The family of a woman deported as a result of one of President Donald Trump's executive orders has vowed to keep fighting for her case.
Guadalupe Garcia de Rayos was detained at the Immigration and Customs Enforcement office in Phoenix, Arizona, Wednesday night reportedly after presenting herself for a previously scheduled check-in appointment. ICE officers "removed Ms. Garcia to Mexico" Thursday morning in coordination with Mexican officials, according to a statement from the agency.
Garcia de Rayos' two teenage children, whose names were not released publicly, spoke this afternoon at a press conference outside of the ICE office.
"No one, no one should ever go through the pain of having their mom taken away from them or the pain of packing her suitcase. No one should go through their mother’s clothes, seeing, 'Oh is she going to need this? Oh is she going to need that?' Nobody should be packing their mother’s suitcase," Garcia de Rayos' daughter said today before breaking down in tears.
"She belongs with us," Garcia de Rayos' son said at the press conference. "And we’re going to keep on fighting, we’re not going to stop."
Undocumented immigrants who were a lower priority for deportation during the Obama administration may now be some of the first to be deported as a result of one of President Trump’s executive orders. Garcia de Rayos is the most publicized case to date.
The priority system used by ICE during the Obama administration was put in place because, according to Nina Rabin, a clinical professor of law at the University of Arizona, they wanted to prioritize more violent undocumented immigrants for deportation instead of those who were not deemed as serious of offenders.
Rabin told ABC News that such check-ins were “very common” for certain undocumented immigrants during the previous administration, including Garcia, who has a previous conviction for a non-violent offense.
“Partly because of the priorities under the Obama administration, ICE would administratively close a large number of cases and some of those involved continual check-in requirements,” Rabin said.
Rabin said that there were a "variety of reasons" why ICE officials may not have prioritized certain cases for deportation during the Obama administration, most notably if they thought there "wasn't evidence of any serious threat" posed by the individual in question.
"Many times it’s longtime residents who have U.S. citizen children or it could be that it was a very old conviction from a long time ago and since then they’ve shown rehabilitation or positive contributors to their community, and so for any of those reasons ICE was deciding not to use their resources on deporting people that qualified and instead focusing their resources on people who are serious criminal threats,” Rabin said.
According to the Arizona Republic, Garcia de Rayos was convicted in 2009 for impersonation. She was charged with a felony, but her lawyers told ABC15 that raid was subsequently ruled unconstitutional. Court documents obtained by ABC15 also show that Garcia had previously been ordered to self-deport.
"Ms. Garcia, who has a prior felony conviction in Arizona for criminal impersonation, was the subject of a court-issued removal order that became final in July 2013. Ms. Garcia’s immigration case underwent review at multiple levels of the immigration court system, including the Board of Immigration Appeals, and the judges held she did not have a legal basis to remain in the U.S. ICE will continue to focus on identifying and removing individuals with felony convictions who have final orders of removal issued by the nation’s immigration courts," ICE said in a statement released Thursday afternoon.
The new executive order in question, called “Enhancing Public Safety in the Interior of the United States,” was issued on Jan. 25.

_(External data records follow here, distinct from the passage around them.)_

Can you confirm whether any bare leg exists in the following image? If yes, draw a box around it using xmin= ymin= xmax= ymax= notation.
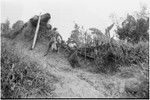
xmin=44 ymin=43 xmax=51 ymax=56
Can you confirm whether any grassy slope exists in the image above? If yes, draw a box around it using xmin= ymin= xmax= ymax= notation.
xmin=2 ymin=31 xmax=149 ymax=98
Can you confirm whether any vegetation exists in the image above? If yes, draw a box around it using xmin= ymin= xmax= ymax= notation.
xmin=1 ymin=44 xmax=55 ymax=98
xmin=1 ymin=4 xmax=149 ymax=98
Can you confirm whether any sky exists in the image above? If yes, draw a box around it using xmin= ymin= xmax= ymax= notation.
xmin=1 ymin=0 xmax=149 ymax=40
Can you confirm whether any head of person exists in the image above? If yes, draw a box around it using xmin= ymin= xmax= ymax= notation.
xmin=53 ymin=27 xmax=57 ymax=31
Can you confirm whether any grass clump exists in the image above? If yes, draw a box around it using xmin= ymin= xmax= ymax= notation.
xmin=1 ymin=46 xmax=56 ymax=98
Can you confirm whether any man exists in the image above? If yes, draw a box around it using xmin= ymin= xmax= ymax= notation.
xmin=44 ymin=28 xmax=62 ymax=56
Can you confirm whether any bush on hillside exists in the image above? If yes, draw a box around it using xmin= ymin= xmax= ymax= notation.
xmin=1 ymin=45 xmax=55 ymax=98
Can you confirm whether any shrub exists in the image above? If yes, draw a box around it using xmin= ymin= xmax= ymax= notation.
xmin=96 ymin=40 xmax=149 ymax=72
xmin=1 ymin=47 xmax=55 ymax=98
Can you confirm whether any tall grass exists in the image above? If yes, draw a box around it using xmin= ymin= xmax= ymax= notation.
xmin=1 ymin=45 xmax=56 ymax=98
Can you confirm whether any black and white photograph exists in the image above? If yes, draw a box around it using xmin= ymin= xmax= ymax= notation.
xmin=0 ymin=0 xmax=150 ymax=100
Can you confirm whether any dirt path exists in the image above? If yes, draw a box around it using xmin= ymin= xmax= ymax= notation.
xmin=2 ymin=37 xmax=126 ymax=98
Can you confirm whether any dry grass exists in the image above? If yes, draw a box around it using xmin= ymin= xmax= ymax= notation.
xmin=1 ymin=44 xmax=56 ymax=98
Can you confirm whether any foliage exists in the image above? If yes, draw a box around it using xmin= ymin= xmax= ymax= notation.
xmin=1 ymin=19 xmax=11 ymax=34
xmin=1 ymin=45 xmax=55 ymax=98
xmin=116 ymin=8 xmax=149 ymax=43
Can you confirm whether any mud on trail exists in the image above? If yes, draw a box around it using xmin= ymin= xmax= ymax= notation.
xmin=1 ymin=35 xmax=127 ymax=98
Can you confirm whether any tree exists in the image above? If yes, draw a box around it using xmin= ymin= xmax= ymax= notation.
xmin=116 ymin=5 xmax=149 ymax=44
xmin=67 ymin=24 xmax=84 ymax=47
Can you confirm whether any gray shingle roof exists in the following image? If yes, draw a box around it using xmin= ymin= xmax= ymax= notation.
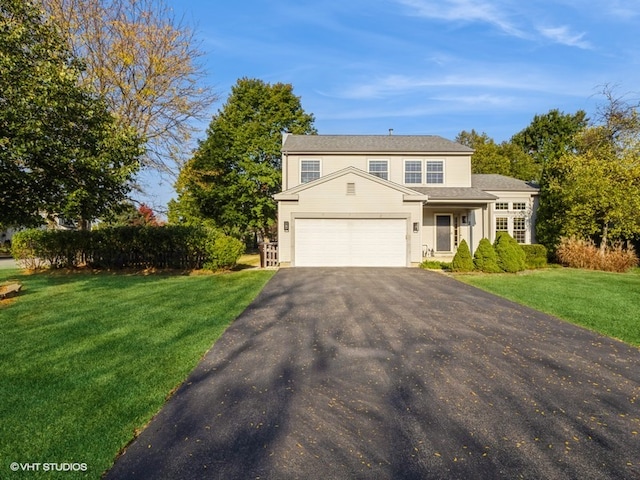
xmin=471 ymin=174 xmax=539 ymax=192
xmin=411 ymin=187 xmax=498 ymax=201
xmin=282 ymin=134 xmax=473 ymax=154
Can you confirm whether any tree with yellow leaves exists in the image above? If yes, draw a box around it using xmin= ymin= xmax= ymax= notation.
xmin=40 ymin=0 xmax=217 ymax=176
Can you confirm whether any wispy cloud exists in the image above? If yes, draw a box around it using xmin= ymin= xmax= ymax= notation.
xmin=395 ymin=0 xmax=596 ymax=49
xmin=538 ymin=26 xmax=591 ymax=49
xmin=396 ymin=0 xmax=527 ymax=37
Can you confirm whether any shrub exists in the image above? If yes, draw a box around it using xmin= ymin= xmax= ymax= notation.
xmin=494 ymin=232 xmax=526 ymax=273
xmin=11 ymin=228 xmax=46 ymax=270
xmin=451 ymin=240 xmax=473 ymax=272
xmin=420 ymin=260 xmax=451 ymax=270
xmin=473 ymin=238 xmax=502 ymax=273
xmin=12 ymin=225 xmax=244 ymax=270
xmin=556 ymin=237 xmax=638 ymax=272
xmin=204 ymin=229 xmax=245 ymax=270
xmin=520 ymin=244 xmax=547 ymax=268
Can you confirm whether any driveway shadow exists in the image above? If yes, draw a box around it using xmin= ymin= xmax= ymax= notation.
xmin=106 ymin=269 xmax=640 ymax=479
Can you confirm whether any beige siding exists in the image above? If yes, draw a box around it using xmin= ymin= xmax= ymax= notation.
xmin=278 ymin=173 xmax=422 ymax=265
xmin=282 ymin=154 xmax=471 ymax=190
xmin=487 ymin=191 xmax=538 ymax=243
xmin=421 ymin=206 xmax=487 ymax=260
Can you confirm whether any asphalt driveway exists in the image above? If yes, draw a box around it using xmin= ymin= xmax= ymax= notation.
xmin=107 ymin=268 xmax=640 ymax=480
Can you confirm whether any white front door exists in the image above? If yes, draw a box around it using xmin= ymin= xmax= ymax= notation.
xmin=436 ymin=215 xmax=452 ymax=252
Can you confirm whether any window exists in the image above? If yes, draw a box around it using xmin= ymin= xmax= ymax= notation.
xmin=347 ymin=182 xmax=356 ymax=195
xmin=427 ymin=160 xmax=444 ymax=183
xmin=300 ymin=160 xmax=320 ymax=183
xmin=369 ymin=160 xmax=389 ymax=180
xmin=513 ymin=218 xmax=527 ymax=243
xmin=404 ymin=160 xmax=422 ymax=183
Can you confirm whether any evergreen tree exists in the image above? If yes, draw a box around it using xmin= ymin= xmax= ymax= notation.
xmin=451 ymin=240 xmax=473 ymax=272
xmin=170 ymin=78 xmax=316 ymax=237
xmin=494 ymin=232 xmax=527 ymax=273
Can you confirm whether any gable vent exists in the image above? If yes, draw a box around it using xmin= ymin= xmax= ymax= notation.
xmin=347 ymin=183 xmax=356 ymax=195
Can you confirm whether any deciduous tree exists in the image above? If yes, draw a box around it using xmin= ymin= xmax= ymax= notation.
xmin=170 ymin=78 xmax=316 ymax=237
xmin=0 ymin=0 xmax=141 ymax=226
xmin=538 ymin=89 xmax=640 ymax=252
xmin=456 ymin=130 xmax=540 ymax=181
xmin=39 ymin=0 xmax=216 ymax=178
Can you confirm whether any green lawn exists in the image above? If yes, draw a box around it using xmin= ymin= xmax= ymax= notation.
xmin=0 ymin=269 xmax=274 ymax=479
xmin=456 ymin=268 xmax=640 ymax=345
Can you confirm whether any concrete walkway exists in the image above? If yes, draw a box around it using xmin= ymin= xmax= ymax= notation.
xmin=106 ymin=269 xmax=640 ymax=480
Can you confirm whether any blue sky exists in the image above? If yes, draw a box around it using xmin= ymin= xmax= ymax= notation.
xmin=145 ymin=0 xmax=640 ymax=209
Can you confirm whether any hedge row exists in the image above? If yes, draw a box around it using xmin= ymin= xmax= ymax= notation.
xmin=11 ymin=226 xmax=244 ymax=270
xmin=442 ymin=232 xmax=547 ymax=273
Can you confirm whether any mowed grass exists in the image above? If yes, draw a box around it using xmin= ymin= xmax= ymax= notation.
xmin=0 ymin=269 xmax=275 ymax=479
xmin=456 ymin=268 xmax=640 ymax=346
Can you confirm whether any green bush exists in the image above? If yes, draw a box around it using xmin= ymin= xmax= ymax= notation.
xmin=520 ymin=244 xmax=547 ymax=269
xmin=11 ymin=225 xmax=244 ymax=270
xmin=493 ymin=232 xmax=527 ymax=273
xmin=473 ymin=238 xmax=502 ymax=273
xmin=556 ymin=237 xmax=638 ymax=273
xmin=204 ymin=229 xmax=245 ymax=270
xmin=451 ymin=240 xmax=473 ymax=272
xmin=11 ymin=228 xmax=46 ymax=270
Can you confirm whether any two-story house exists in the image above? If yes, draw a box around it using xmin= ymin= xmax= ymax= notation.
xmin=275 ymin=134 xmax=538 ymax=267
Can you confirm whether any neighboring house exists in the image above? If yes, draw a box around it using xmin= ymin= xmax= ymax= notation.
xmin=0 ymin=215 xmax=91 ymax=245
xmin=275 ymin=134 xmax=538 ymax=266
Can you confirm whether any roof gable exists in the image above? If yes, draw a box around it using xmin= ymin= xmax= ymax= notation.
xmin=282 ymin=134 xmax=473 ymax=155
xmin=274 ymin=167 xmax=427 ymax=201
xmin=471 ymin=174 xmax=539 ymax=193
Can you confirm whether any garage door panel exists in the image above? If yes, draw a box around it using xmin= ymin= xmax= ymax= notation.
xmin=294 ymin=218 xmax=407 ymax=267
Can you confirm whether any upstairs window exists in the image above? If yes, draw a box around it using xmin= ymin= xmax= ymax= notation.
xmin=300 ymin=160 xmax=320 ymax=183
xmin=496 ymin=217 xmax=509 ymax=232
xmin=404 ymin=160 xmax=422 ymax=183
xmin=427 ymin=160 xmax=444 ymax=184
xmin=369 ymin=160 xmax=389 ymax=180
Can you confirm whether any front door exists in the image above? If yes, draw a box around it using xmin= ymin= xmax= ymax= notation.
xmin=436 ymin=215 xmax=451 ymax=252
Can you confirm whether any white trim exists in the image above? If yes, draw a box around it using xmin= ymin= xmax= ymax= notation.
xmin=402 ymin=158 xmax=425 ymax=185
xmin=424 ymin=158 xmax=447 ymax=185
xmin=433 ymin=213 xmax=455 ymax=255
xmin=298 ymin=158 xmax=322 ymax=184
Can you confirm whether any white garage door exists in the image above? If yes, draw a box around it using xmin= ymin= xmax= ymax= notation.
xmin=294 ymin=218 xmax=407 ymax=267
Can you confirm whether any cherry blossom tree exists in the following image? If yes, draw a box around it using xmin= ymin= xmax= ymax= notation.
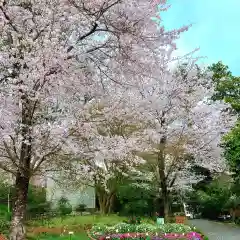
xmin=57 ymin=102 xmax=147 ymax=213
xmin=0 ymin=0 xmax=187 ymax=239
xmin=131 ymin=62 xmax=238 ymax=217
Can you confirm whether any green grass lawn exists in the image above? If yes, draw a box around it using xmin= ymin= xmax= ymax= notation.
xmin=27 ymin=233 xmax=89 ymax=240
xmin=29 ymin=214 xmax=155 ymax=227
xmin=27 ymin=214 xmax=153 ymax=240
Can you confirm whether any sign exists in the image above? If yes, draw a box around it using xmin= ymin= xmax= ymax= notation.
xmin=157 ymin=218 xmax=164 ymax=225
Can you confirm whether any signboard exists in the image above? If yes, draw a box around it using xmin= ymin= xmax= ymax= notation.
xmin=157 ymin=218 xmax=164 ymax=225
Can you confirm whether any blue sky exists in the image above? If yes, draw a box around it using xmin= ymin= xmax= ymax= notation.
xmin=159 ymin=0 xmax=240 ymax=75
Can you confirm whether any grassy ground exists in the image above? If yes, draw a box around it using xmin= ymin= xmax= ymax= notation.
xmin=29 ymin=215 xmax=155 ymax=227
xmin=27 ymin=233 xmax=89 ymax=240
xmin=27 ymin=215 xmax=153 ymax=240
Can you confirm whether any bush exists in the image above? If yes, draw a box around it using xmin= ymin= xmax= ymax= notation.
xmin=90 ymin=223 xmax=192 ymax=239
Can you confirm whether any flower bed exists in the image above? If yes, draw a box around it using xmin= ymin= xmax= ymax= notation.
xmin=89 ymin=223 xmax=204 ymax=240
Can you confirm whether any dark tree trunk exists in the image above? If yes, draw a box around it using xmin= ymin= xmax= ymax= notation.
xmin=9 ymin=98 xmax=32 ymax=240
xmin=9 ymin=172 xmax=29 ymax=240
xmin=158 ymin=137 xmax=169 ymax=221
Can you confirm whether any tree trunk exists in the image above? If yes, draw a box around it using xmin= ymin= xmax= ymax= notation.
xmin=158 ymin=136 xmax=169 ymax=221
xmin=108 ymin=194 xmax=115 ymax=214
xmin=162 ymin=189 xmax=169 ymax=222
xmin=9 ymin=172 xmax=29 ymax=240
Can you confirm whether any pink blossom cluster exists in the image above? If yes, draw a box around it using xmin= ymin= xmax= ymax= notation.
xmin=99 ymin=232 xmax=203 ymax=240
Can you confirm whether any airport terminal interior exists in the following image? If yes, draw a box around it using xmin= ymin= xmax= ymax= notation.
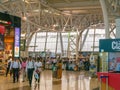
xmin=0 ymin=0 xmax=120 ymax=90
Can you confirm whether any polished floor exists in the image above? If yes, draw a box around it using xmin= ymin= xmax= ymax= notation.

"Many aliens who illegally enter the United States and those who overstay or otherwise violate the terms of their visas present a significant threat to national security and public safety. This is particularly so for aliens who engage in criminal conduct in the United States,” the executive order states.
“We cannot faithfully execute the immigration laws of the United States if we exempt classes or categories of removable aliens from potential enforcement. The purpose of this order is to direct executive departments and agencies (agencies) to employ all lawful means to enforce the immigration laws of the United States,” it reads.
Rabin said that the executive order makes it seem like President Trump and his administration “wants to go after everyone with equal fervor.”
“I think it's very clear that the intent behind the executive order is for this to result in the deportation of many people like her,” Rabin said of Garcia de Rayos.
Puente Arizona, an activist group that describes itself as a migrant justice organization, organized a demonstration in front of the ICE office in Phoenix Wednesday night, and a group spokesman confirmed to ABC News that they also had people demonstrating today. Phoenix Police Sgt. John Howard confirmed that seven people were arrested and charged with obstructing governmental operations and obstructing a public thoroughfare.
At Thursday's White House press briefing, press secretary Sean Spicer said Garcia de Rayos' case is "an ICE matter."
"The issue is developing in Arizona right now and I would refer you back to ICE," he said.
ABC News has reached out to Garcia de Rayos' attorney and the Arizona branch of the ACLU for comment, but did not immediately receive responses.